Allen’s simulations of alternative strategies in the 1930s suggest that a capitalist development strategy would have provided very slow growth and high unemployment, but that the Stalinist collectivization strategy soon overcame the disasters of collectivization to outperform a hypothetical continuation of the NEP policy alongside rapid industrialization by the end of the 1930s, although not by very much. The other positive feature of the Stalinist strategy was that the rapid expansion of education and growth of employment reduced the fertility rate and saved the Soviet Union from the population explosion that has plagued much of the Third World.

The strong performance of the NEP strategy might seem surprising, since the turn to forced collectivization was made at the end of the 1920s precisely because the NEP was not working: the peasants were not increasing their sales sufficiently to feed the urban population. However, Allen’s finding is primarily due to his assumption that without collectivization farm output would have grown steadily, so that under his NEP simulation farm output is 51 per cent greater than under collectivization and it is still 16 per cent higher in 1939 (234): the food supply to the cities comprises a much lower proportion of total agricultural production than under collectivization.

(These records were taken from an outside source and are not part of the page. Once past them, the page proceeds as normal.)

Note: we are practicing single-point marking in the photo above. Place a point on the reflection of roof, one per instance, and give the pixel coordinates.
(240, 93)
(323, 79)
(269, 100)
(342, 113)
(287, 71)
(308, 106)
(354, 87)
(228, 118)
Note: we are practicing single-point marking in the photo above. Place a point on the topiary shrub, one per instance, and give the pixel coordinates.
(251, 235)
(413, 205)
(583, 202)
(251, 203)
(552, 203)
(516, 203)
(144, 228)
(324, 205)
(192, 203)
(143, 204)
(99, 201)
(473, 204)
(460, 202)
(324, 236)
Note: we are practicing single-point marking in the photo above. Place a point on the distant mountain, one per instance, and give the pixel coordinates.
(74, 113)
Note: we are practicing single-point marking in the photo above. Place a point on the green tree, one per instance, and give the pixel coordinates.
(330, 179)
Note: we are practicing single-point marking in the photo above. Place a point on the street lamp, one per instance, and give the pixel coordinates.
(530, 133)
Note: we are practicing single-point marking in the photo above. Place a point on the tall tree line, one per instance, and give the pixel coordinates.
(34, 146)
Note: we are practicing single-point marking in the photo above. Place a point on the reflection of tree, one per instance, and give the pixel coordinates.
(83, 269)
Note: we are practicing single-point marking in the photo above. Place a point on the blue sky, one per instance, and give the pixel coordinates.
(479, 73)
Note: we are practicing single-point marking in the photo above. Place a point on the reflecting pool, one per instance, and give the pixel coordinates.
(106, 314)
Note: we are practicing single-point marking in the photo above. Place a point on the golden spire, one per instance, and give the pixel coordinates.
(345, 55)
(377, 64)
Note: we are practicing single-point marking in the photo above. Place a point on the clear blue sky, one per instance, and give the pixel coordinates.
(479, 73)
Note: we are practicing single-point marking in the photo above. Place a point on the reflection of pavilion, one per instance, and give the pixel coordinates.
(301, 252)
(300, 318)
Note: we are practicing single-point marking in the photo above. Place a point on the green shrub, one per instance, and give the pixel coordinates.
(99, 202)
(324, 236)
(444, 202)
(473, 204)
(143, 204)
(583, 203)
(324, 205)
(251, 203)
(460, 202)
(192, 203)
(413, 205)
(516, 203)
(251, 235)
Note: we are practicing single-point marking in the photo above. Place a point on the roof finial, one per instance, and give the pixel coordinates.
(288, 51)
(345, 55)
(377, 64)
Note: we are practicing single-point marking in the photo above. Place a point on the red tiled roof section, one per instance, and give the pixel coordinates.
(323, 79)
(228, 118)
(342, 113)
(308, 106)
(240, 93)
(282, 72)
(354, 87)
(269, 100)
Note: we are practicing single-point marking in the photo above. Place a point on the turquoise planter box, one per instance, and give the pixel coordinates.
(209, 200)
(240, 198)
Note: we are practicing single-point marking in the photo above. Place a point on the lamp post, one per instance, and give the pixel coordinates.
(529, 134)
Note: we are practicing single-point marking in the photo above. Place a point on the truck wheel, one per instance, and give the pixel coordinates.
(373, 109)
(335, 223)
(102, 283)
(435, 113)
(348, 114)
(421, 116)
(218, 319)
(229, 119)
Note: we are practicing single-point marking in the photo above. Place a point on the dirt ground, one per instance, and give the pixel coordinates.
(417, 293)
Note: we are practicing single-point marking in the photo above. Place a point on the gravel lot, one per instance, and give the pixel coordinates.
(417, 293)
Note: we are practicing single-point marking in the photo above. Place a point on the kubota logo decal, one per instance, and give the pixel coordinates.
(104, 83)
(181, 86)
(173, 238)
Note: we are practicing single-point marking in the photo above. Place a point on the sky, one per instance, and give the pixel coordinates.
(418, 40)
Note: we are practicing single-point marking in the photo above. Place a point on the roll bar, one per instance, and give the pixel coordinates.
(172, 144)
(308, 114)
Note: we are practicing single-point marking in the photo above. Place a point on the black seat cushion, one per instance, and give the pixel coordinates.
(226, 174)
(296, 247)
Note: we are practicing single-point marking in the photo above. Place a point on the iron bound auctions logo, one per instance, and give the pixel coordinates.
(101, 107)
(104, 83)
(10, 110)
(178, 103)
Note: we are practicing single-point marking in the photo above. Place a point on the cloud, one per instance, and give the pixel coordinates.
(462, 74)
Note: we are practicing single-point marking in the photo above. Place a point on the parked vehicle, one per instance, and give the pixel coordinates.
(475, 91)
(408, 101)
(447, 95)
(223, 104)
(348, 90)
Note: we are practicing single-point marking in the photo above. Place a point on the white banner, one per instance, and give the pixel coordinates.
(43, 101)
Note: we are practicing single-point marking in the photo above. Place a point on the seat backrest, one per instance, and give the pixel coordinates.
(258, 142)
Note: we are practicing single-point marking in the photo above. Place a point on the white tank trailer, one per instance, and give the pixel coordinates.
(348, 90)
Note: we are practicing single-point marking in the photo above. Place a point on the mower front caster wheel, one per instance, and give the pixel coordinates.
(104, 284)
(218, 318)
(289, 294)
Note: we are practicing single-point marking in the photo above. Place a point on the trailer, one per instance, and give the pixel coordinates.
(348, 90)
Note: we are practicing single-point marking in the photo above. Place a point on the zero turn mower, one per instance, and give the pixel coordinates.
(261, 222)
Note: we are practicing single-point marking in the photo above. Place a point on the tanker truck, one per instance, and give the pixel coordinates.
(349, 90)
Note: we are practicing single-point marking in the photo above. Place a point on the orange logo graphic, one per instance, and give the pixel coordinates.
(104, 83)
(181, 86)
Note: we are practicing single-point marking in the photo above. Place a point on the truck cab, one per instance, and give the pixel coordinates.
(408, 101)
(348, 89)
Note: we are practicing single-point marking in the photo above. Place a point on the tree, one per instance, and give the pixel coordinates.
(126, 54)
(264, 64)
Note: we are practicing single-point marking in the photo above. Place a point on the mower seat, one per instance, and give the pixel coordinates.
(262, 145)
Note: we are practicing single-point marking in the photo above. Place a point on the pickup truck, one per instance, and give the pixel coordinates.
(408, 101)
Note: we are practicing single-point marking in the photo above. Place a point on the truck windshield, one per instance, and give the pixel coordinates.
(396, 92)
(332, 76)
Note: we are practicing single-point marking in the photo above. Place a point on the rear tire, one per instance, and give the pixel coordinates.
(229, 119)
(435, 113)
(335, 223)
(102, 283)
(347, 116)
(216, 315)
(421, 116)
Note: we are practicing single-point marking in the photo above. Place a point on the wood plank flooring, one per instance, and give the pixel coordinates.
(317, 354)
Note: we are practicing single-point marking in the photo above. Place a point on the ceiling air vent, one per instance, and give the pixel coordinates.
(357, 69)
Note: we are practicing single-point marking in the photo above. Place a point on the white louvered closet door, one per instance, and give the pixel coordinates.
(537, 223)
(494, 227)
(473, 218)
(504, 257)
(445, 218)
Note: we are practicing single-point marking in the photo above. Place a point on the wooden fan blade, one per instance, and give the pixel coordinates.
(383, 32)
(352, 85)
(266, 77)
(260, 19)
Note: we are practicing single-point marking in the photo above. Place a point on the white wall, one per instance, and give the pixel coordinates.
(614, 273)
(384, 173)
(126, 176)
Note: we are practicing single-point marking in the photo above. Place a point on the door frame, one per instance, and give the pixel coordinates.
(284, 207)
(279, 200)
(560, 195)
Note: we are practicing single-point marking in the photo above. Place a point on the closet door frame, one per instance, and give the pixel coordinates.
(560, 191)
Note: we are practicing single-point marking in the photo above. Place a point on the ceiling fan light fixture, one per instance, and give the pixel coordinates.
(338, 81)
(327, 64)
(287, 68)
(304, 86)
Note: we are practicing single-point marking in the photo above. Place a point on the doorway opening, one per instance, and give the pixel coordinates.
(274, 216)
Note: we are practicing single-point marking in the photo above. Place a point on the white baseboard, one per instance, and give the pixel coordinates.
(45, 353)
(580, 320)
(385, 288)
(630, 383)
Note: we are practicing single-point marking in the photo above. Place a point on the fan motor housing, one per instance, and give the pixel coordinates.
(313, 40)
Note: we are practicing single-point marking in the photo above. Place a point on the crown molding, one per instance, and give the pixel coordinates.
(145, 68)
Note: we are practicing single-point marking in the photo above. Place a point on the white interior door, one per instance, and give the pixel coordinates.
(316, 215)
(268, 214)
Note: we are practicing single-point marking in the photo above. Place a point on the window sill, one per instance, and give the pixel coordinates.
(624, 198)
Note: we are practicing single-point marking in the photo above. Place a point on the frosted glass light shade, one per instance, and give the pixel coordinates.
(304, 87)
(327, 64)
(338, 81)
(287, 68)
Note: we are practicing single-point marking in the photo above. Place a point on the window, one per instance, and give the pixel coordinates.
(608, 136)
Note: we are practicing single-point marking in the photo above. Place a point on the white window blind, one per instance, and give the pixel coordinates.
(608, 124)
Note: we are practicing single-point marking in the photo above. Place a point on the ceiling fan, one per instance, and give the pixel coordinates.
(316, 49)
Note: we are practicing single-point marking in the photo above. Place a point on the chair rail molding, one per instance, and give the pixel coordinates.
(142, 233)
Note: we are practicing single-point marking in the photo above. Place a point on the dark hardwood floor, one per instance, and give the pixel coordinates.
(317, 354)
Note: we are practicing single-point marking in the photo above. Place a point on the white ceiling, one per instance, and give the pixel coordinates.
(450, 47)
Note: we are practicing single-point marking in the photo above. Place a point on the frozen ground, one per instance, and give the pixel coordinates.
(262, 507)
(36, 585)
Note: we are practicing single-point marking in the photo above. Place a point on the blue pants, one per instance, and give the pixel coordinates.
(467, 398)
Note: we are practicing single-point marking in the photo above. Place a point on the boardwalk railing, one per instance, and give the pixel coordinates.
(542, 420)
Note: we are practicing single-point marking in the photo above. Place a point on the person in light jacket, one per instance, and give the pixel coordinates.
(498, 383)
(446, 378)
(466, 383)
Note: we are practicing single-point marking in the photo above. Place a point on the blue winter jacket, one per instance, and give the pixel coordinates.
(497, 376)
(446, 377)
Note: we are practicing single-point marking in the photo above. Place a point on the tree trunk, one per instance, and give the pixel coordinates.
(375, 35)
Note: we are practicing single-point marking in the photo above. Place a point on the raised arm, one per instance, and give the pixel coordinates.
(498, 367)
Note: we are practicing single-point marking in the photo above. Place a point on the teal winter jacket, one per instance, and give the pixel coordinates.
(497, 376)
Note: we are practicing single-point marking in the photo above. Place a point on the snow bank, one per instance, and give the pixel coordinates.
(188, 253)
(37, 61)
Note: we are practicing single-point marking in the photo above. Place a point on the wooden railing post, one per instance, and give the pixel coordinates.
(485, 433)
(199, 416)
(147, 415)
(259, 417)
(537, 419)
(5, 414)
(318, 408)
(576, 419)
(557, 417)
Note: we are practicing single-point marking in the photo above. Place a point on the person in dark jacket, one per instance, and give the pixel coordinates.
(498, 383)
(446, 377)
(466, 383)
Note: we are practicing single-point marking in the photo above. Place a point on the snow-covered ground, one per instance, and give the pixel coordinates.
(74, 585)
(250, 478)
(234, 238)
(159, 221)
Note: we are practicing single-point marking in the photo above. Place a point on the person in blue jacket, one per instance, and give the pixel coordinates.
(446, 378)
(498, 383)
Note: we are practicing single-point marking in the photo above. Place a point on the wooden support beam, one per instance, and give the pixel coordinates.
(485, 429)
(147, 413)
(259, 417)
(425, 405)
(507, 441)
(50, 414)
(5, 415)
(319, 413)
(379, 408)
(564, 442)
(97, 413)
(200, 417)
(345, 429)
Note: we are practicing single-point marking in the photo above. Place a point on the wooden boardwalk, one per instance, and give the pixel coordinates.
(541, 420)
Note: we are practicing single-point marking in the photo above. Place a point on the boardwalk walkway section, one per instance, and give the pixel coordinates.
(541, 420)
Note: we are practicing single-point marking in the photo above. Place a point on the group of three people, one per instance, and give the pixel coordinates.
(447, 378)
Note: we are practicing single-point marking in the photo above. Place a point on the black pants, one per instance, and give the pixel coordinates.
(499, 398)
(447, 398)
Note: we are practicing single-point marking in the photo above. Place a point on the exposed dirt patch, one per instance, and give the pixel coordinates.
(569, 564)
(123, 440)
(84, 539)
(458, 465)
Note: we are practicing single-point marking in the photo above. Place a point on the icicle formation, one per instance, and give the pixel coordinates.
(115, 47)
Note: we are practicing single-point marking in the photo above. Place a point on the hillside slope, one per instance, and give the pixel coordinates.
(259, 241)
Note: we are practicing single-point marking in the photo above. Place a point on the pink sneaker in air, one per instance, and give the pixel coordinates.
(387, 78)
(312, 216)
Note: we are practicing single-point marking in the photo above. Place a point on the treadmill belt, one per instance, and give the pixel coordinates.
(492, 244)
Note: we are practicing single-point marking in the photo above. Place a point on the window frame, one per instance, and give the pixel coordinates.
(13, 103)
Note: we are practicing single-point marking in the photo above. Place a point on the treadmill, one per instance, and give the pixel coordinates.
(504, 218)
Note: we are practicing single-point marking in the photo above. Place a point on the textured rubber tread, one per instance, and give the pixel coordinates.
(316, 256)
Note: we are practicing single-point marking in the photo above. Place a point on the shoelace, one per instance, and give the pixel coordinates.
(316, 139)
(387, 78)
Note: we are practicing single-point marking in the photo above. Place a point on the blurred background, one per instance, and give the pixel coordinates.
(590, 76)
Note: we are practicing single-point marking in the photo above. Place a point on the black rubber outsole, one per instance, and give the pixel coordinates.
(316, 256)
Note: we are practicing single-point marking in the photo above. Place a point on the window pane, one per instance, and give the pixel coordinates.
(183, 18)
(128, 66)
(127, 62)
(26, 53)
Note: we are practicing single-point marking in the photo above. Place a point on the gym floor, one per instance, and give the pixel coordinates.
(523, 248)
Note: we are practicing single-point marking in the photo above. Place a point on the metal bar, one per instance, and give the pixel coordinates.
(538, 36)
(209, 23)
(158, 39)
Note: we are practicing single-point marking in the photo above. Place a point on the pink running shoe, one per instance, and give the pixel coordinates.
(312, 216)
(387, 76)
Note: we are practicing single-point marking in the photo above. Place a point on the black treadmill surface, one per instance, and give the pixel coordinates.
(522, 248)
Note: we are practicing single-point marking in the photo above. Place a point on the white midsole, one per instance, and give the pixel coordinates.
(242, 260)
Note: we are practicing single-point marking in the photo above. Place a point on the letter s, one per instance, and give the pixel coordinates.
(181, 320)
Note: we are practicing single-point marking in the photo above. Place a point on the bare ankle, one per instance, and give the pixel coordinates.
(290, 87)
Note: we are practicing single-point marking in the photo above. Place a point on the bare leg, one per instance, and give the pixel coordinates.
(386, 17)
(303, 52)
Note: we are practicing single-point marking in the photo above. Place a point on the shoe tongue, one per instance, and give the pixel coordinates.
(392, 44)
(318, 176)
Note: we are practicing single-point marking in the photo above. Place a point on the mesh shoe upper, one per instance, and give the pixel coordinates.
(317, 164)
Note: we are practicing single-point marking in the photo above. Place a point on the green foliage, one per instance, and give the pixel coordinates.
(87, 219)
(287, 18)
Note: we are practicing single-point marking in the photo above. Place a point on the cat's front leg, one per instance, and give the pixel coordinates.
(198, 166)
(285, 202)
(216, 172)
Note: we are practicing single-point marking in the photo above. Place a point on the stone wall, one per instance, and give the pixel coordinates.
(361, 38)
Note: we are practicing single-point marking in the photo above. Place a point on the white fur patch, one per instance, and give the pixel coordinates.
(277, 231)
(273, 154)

Soviet industrialization was not only based on forced collectivization, but also on the massive allocation of resources to heavy industry and the military at the expense, Stalin’s critics have argued, of the living standards of the population. Allen uses simulations of Feldman’s classic Soviet growth model to show that an investment strategy focused on heavy industry is quite compatible with rising consumption and re-analyses the best available data to show that, after the catastrophe of collectivization, living standards indeed rose rapidly.

Bob Allen shows that the Stalinist strategy worked, in strictly economic terms, until around 1970, when growth slowed dramatically. He explains the downturn in terms of the failure of the system to adapt to the ending of the labour surplus, but the failure was not so much that of the system as of the decision-making at the top. A growing proportion of investment resources was wasted by diversion to the military; by expanding energy production instead of economizing on consumption; by investing heavily in Siberia; and by retooling old plants rather than closing them down and building new facilities. However, we might ask whether these faulty decisions were just subjective errors or whether they did not perhaps have deeper systemic roots. The decisions may have been economically irrational, but there were good reasons for them, as for so many other economically irrational decisions, in the rationality of the Soviet system.

Bob Allen’s book convincingly establishes the superiority of a planned over a capitalist economy in conditions of labour surplus (which is the condition of most of the world most of the time). However, his findings should not divert attention from the well-documented deficiencies of the Soviet economic system that provided perverse incentives at every level and led to grotesque levels of inefficiency and waste. His book is testimony to the astonishing achievements of Soviet workers, whose efforts produced such impressive results despite their bad management and often appalling living and working conditions.

The big question raised by Bob Allen’s book is whether it is possible to reconcile the benefits of central planning with democracy and microeconomic efficiency. Gorbachev believed that it was, but his attempts at democratization and economic liberalization led to the collapse of central planning, so that the Russian people merely exchanged the irrationality of the Soviet system for the irrationality of global capitalism. The failure of the Soviet Union to achieve its proclaimed socialist aims surely does not mean that it is impossible for humanity to make a better world.

Bob Allen has written a thought-provoking book, packed with stimulating insights and supported by rigorous analysis, that merits reading and re-reading.